The writer performs his song ‘Foreign’ at Jashn-e-Jazba (Source: AUISA Facebook page https://www.facebook.com/AshokaUniversityInternationalStudentsAssociation/ )

My Experience as an International Student

Whenever I have reflected on my experience as an international student at Ashoka University, the core always boils down to two seemingly contradictory things: the amazing relationships I have formed, and the fears and apprehensions I have had to overcome.
 The first of these two has been positive in all aspects. At Ashoka, I have met people whose warmth and kindness touches the soul. From the football field to the classroom; from housekeepers to professors, I have made friendships which I believe will be for life. It will be sad to say goodbye to this place and the people I have met here. In many ways, I feel at home within the walls of Ashoka University.
 
 On the other hand, the second point bears some not-so-warm realities. Beyond the borders of our campus lies a world that requires careful navigation, if one is an international student. Be it in the Metro or the shopping Mall, I have been a spectacle and a victim. Constant staring, sniggers, people touching my hair without asking, being shoved off a seat, being extra thoroughly searched at metro station checkpoints, being overcharged, et cetera. The list can go on.
 
Delhi may not be the friendliest of cities for Africans and indeed other foreigners, but even in that atmosphere I have made friends for life. This is the paradox of my experience as an international student here. And after observing so it must be realised that we, as international students, face a unique plight in and around this environment, and that unique solutions are at times necessary in order to eliminate the problems we face. Thus, we came together and decided to form the Ashoka University International Students’ Association, (AUISA): which we hope shall enable us to organise ourselves better and deal with issues as a collective body.

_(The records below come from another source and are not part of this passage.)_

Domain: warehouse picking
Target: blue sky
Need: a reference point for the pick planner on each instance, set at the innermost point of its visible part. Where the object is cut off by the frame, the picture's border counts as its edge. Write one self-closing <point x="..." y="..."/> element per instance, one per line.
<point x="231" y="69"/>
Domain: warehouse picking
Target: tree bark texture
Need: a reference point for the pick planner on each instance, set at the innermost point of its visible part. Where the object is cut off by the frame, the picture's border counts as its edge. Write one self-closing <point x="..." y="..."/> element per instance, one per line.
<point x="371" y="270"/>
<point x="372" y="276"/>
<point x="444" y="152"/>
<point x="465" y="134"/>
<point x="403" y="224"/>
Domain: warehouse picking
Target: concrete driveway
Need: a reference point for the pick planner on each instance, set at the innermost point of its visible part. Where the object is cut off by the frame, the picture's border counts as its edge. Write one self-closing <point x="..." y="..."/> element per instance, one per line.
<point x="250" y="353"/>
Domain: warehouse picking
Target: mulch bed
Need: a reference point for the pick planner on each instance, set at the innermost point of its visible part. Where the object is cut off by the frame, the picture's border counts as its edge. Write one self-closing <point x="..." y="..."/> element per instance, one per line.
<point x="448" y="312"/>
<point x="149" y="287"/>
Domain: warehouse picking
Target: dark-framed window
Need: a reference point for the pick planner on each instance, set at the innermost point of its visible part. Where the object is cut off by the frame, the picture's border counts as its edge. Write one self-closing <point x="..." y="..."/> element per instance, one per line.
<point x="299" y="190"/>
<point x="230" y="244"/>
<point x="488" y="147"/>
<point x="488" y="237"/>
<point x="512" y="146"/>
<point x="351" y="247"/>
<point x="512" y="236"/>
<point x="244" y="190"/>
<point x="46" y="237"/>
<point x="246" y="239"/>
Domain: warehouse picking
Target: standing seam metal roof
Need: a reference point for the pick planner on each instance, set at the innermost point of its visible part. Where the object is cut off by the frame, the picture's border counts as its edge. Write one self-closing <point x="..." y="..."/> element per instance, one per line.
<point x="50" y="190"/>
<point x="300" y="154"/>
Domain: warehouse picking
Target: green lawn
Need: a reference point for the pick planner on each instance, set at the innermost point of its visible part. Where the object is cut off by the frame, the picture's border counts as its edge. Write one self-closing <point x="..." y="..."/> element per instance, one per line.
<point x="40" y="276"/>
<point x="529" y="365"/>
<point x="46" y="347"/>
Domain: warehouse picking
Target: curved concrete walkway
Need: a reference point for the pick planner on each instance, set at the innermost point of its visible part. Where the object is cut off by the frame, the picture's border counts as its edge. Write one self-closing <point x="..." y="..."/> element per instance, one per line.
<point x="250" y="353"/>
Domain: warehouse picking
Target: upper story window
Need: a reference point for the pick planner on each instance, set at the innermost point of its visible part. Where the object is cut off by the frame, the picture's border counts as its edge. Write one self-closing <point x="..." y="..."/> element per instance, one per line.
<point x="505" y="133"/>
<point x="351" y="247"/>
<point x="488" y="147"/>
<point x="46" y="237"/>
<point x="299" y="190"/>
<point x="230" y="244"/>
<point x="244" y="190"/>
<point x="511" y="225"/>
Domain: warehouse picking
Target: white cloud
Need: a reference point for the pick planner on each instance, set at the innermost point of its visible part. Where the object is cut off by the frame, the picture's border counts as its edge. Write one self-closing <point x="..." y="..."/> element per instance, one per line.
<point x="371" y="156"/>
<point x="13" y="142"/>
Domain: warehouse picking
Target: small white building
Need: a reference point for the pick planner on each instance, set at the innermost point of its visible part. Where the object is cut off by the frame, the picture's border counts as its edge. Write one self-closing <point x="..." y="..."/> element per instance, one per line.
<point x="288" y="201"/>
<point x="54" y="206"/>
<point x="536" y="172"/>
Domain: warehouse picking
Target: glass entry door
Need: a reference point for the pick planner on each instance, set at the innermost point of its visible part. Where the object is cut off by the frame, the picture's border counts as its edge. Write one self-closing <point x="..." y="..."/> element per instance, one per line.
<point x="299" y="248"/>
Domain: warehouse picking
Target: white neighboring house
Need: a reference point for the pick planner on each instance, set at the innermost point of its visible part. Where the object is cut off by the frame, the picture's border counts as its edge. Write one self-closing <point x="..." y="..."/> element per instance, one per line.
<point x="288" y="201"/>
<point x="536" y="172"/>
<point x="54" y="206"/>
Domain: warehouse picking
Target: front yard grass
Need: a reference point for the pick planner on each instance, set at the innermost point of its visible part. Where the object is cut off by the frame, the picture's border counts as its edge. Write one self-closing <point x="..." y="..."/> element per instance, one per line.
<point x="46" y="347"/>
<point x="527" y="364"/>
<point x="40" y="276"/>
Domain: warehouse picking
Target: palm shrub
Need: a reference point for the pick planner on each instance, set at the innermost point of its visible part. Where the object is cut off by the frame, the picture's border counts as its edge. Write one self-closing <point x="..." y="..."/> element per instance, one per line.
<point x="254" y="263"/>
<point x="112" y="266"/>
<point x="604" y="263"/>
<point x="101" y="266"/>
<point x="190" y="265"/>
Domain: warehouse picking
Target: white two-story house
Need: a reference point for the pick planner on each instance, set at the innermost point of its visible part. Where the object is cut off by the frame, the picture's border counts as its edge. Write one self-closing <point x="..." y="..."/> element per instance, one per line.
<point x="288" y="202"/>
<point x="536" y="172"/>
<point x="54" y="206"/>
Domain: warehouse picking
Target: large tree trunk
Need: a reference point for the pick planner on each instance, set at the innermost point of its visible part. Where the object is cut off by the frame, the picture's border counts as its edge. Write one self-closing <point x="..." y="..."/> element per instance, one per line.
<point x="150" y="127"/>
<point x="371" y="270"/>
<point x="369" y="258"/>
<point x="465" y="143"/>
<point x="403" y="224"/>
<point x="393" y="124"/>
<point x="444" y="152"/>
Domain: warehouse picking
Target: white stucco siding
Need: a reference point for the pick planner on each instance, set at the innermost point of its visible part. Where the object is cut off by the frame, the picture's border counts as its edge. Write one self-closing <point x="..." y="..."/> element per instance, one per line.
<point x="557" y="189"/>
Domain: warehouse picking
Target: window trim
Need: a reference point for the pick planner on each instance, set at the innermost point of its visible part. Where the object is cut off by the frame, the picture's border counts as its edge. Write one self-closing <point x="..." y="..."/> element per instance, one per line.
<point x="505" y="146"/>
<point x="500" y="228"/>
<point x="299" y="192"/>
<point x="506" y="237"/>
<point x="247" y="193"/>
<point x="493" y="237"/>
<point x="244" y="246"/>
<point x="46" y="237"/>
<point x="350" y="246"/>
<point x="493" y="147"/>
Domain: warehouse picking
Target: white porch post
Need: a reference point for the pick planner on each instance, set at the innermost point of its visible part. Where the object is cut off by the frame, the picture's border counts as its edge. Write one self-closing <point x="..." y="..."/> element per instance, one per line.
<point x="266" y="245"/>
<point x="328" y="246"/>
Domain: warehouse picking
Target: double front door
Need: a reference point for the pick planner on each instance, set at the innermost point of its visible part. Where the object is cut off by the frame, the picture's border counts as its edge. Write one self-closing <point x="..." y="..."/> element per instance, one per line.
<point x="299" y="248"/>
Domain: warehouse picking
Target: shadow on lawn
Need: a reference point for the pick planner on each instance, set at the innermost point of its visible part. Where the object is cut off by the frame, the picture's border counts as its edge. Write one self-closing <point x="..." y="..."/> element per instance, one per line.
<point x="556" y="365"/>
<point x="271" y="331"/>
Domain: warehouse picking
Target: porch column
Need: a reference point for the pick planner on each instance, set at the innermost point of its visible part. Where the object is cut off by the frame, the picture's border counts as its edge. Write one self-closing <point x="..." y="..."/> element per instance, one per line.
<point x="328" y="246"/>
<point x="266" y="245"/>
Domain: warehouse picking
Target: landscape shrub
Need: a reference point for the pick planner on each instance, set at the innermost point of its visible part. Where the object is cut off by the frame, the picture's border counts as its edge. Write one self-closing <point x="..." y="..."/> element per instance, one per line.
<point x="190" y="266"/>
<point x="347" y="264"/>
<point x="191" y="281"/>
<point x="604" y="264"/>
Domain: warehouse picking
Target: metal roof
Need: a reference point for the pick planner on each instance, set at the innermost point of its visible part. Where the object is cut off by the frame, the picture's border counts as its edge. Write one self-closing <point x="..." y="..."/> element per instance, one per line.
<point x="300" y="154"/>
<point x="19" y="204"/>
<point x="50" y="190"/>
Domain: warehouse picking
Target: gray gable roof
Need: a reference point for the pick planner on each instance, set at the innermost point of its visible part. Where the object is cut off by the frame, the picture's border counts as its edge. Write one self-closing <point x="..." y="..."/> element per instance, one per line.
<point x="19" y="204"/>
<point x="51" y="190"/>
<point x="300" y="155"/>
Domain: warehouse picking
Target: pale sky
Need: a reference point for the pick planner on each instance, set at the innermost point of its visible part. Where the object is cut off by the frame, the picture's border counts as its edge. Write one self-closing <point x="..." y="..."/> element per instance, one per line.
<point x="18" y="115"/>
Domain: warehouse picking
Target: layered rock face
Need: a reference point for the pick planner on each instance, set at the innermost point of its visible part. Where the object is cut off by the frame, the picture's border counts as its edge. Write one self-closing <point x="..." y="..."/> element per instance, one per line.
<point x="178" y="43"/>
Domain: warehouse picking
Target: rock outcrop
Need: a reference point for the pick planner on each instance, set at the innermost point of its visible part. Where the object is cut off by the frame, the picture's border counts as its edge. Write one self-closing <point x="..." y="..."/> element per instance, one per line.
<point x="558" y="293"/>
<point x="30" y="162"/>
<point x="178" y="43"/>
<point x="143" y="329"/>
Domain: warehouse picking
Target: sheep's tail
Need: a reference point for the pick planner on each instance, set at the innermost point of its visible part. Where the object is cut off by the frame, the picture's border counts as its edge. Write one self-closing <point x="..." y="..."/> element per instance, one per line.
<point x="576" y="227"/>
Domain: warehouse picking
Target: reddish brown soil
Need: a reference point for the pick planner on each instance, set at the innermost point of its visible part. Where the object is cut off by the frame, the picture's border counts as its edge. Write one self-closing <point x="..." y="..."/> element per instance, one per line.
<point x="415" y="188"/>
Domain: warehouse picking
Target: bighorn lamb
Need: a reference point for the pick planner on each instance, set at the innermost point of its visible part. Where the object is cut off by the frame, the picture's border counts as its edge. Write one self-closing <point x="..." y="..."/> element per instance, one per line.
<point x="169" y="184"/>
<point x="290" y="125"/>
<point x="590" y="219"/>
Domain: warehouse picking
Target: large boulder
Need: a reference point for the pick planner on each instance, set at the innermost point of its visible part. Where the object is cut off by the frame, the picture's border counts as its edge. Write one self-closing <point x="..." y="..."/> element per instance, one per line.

Therefore, we hope, as the founders of AUISA, to promote multicultural learning and global engagement. The AUISA actively works towards the welfare of students who cross international borders to be at Ashoka University. However, that is not our sole focus. We believe in the spirit of inclusivity and strive to foster a sense of community especially with our host country. To that end, we did not make AUISA exclusive to non-Indian Ashokan students but membership is open to any and all residential Indian students who feel the need to have an international experience.